- Our Town
Mapping the wild
Could you find Fairy Fen on a map? Most Bowen Islanders may have heard of Fairy Fen but don’t know its significance, beauty or location.
A fen is like a bog but while a bog depends on precipitation for all its water, a fen has water flowing into it from the surrounding landscape. The moss that grows in Fairy Fen is so deep that when you walk on it, it feels like stepping on a sponge. In fact, it is a sponge filled with acidic water.
When wetland biologist Karen Golinski surveyed the Bowen wetlands for the Bowen Island Conservancy, she was amazed at the quality and collection of species at Fairy Fen. She brought a team of peatland specialists to the site to study it further, coring down into the peat and radiocarbon dating it. The peat moss was 6m deep (as high as a two-storey building). Moss samples from just 3m down dated back to 10,458 years ago, proof that this wetland has existed since the last ice age.
Outside 45 (O45) is an outdoor environmental learning experience for Grades 6 and 7 students at Bowen Island Community School. The program features many small and large trips learning about our community and places further away. There are camping, cycling and kayaking expeditions. O45 recently received a generous grant from the TD Canada Trust’s TD Friends of the Environment to purchase ten GPS mapping units and other equipment and supplies to help map not just Fairy Fen, but also other areas that the 45 O45 students visit each year.
Around Fairy Fen, the students went to several places that hadn’t been mapped and identified viewpoints, landmarks and natural trails.
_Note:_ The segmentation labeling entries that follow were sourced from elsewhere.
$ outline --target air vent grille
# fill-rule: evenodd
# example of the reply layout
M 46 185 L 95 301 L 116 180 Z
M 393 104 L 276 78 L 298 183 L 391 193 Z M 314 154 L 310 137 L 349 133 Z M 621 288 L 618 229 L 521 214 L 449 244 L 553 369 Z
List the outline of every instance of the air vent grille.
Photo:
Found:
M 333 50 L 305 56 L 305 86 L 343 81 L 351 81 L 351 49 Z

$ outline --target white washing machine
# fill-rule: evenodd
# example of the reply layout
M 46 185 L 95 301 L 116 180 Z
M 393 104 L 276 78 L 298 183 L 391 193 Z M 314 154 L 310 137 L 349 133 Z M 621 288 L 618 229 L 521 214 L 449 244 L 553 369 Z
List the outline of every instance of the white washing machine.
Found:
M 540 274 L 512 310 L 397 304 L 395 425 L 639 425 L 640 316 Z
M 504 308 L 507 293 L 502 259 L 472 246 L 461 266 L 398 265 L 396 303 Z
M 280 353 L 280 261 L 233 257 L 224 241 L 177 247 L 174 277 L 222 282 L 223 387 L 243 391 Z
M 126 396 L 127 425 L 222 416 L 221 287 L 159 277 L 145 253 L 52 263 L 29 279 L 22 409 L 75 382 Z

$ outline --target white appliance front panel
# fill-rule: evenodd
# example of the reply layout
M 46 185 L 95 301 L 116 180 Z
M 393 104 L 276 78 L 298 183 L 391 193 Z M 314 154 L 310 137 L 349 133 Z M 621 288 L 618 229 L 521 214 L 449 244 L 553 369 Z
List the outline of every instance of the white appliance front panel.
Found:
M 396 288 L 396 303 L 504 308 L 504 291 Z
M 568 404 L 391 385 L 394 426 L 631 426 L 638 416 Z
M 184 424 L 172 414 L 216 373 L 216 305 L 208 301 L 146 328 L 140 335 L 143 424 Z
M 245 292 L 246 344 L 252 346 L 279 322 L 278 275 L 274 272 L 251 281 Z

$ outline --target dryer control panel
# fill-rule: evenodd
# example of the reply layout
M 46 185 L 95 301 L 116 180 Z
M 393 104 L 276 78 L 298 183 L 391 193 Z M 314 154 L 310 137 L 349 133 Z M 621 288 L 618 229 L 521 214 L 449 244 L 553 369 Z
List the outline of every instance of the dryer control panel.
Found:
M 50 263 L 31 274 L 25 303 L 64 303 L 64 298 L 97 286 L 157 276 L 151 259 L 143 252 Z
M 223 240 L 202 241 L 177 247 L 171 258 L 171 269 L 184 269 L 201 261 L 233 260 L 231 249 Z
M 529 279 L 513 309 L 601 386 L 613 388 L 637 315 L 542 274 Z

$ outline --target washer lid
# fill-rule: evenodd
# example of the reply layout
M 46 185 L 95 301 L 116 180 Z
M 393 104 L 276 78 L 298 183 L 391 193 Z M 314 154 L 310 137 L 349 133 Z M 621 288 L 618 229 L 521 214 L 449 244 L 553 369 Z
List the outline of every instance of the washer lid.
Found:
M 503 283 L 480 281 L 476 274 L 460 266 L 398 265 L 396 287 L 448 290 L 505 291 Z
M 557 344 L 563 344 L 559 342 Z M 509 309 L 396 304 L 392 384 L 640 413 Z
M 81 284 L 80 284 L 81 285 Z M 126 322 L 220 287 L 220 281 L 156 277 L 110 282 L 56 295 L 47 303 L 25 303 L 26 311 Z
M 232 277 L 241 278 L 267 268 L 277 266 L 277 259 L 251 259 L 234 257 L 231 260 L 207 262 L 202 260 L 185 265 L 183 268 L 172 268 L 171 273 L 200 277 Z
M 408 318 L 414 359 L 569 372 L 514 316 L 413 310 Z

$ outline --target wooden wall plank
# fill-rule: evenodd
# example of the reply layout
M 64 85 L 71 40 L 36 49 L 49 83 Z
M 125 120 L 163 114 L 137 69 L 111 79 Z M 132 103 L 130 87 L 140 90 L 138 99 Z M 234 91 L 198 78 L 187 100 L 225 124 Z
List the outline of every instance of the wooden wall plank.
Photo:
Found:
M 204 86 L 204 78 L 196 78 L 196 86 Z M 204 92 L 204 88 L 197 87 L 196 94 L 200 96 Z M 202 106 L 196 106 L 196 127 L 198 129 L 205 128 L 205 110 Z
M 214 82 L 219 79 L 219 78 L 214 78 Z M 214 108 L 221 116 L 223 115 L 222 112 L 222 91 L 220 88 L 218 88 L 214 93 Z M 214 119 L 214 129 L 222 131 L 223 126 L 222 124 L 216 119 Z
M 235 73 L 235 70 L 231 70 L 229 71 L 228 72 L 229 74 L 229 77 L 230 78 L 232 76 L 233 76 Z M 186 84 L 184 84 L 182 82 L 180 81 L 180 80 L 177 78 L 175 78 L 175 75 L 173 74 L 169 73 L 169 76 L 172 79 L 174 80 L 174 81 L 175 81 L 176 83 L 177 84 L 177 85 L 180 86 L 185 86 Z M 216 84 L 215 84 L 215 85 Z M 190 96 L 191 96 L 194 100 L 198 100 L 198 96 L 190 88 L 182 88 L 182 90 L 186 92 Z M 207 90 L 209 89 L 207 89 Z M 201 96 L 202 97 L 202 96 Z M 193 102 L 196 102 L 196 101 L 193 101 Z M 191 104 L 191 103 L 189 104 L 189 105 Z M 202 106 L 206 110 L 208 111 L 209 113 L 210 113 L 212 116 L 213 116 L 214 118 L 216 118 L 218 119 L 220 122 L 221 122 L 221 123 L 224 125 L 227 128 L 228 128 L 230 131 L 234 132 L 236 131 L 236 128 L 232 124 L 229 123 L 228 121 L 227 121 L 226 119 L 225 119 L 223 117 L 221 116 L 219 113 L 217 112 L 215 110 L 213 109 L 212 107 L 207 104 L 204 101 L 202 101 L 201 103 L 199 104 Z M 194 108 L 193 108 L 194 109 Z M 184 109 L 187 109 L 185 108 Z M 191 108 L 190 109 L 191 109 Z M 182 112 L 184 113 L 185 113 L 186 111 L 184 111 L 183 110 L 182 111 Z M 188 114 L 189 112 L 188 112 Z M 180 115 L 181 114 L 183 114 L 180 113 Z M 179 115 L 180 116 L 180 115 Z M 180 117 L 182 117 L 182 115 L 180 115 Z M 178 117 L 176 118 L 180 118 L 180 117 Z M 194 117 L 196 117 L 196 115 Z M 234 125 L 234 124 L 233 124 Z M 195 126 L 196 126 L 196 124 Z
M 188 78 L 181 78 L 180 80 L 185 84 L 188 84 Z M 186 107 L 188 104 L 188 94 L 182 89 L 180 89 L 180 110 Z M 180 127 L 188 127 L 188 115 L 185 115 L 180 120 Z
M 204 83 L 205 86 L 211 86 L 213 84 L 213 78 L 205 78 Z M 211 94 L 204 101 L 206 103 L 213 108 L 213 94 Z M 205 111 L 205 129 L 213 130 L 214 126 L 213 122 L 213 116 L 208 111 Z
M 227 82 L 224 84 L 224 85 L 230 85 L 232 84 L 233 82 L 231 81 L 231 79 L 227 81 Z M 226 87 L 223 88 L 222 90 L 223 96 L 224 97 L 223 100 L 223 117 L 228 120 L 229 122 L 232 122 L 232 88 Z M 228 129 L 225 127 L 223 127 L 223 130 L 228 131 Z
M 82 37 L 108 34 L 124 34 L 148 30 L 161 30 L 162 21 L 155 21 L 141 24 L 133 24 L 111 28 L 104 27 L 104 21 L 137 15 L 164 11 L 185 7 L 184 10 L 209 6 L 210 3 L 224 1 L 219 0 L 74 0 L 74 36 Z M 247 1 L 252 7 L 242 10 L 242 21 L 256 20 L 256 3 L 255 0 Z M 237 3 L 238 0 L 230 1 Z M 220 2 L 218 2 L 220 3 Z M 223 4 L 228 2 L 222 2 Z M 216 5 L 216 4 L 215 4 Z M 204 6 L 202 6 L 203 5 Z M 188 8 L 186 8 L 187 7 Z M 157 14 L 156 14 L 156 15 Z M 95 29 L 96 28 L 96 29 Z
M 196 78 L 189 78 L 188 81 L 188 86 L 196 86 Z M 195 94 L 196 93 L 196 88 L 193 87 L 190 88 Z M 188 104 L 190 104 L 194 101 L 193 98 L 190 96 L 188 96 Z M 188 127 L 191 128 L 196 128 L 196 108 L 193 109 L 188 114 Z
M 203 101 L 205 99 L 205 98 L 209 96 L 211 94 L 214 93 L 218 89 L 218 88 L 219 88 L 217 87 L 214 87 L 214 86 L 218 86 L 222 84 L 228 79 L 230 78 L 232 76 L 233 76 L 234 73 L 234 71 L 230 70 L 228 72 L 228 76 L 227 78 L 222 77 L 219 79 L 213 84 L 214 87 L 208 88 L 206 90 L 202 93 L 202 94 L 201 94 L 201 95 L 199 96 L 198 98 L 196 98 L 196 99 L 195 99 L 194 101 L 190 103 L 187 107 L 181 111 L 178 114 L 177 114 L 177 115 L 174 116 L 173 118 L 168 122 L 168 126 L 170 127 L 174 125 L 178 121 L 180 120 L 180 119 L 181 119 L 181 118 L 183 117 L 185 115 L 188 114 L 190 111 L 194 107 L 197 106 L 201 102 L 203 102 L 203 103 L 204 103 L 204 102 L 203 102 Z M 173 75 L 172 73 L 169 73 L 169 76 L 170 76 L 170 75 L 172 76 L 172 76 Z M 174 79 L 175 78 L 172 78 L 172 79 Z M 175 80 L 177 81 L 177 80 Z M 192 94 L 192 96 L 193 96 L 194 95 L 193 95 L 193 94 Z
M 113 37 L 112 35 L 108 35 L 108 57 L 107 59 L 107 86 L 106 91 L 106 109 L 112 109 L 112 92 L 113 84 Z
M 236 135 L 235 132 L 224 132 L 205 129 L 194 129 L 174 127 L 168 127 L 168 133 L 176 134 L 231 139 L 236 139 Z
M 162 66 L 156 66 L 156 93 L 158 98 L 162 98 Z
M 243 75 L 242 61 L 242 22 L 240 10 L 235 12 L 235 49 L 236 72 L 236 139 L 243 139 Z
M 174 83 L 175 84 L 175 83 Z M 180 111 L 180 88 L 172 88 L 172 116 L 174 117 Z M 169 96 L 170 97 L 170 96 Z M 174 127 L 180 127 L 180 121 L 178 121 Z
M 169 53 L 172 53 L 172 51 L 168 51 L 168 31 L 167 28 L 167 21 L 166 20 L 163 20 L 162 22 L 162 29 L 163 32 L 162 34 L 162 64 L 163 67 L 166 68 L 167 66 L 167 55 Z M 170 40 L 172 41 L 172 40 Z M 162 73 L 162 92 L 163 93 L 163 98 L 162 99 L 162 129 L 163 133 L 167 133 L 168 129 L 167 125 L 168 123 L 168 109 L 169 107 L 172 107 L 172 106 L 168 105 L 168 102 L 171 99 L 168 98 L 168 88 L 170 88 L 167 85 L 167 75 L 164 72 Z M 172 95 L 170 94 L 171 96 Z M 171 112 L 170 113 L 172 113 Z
“Using the GPS, we learned how to create a trail with some bushwacking,” says Jarod Scrivens. “We also spotted a small waterfall.”
Laura Magrath, who teaches the program along with Vice-Principal Scott Slater, recalls one student saying that the technology made him more aware of the things around him. “We were looking at a special patch of moss” she says “and, using the GPS, the students began to get an idea of how far it reached.”
Outside 45 student Sophie agrees, “The GPS units are a good way to get a different experience of what Bowen is all about.”
Besides their teachers, the students have considerable help from a few of Bowen’s many professionals, including naturalist Sue Ellen Fast and professional biologists Claudia Schaefer and Nick Page. As the year progresses, further studies on repeated visits will lead to the creation of a website mapping different parts of Bowen Island’s natural heritage as well as tips on how to properly preserve it.
Sophie explains that with exploring comes understanding. “Fairy Fen is a great place to reflect on the many places on Bowen that need protecting.”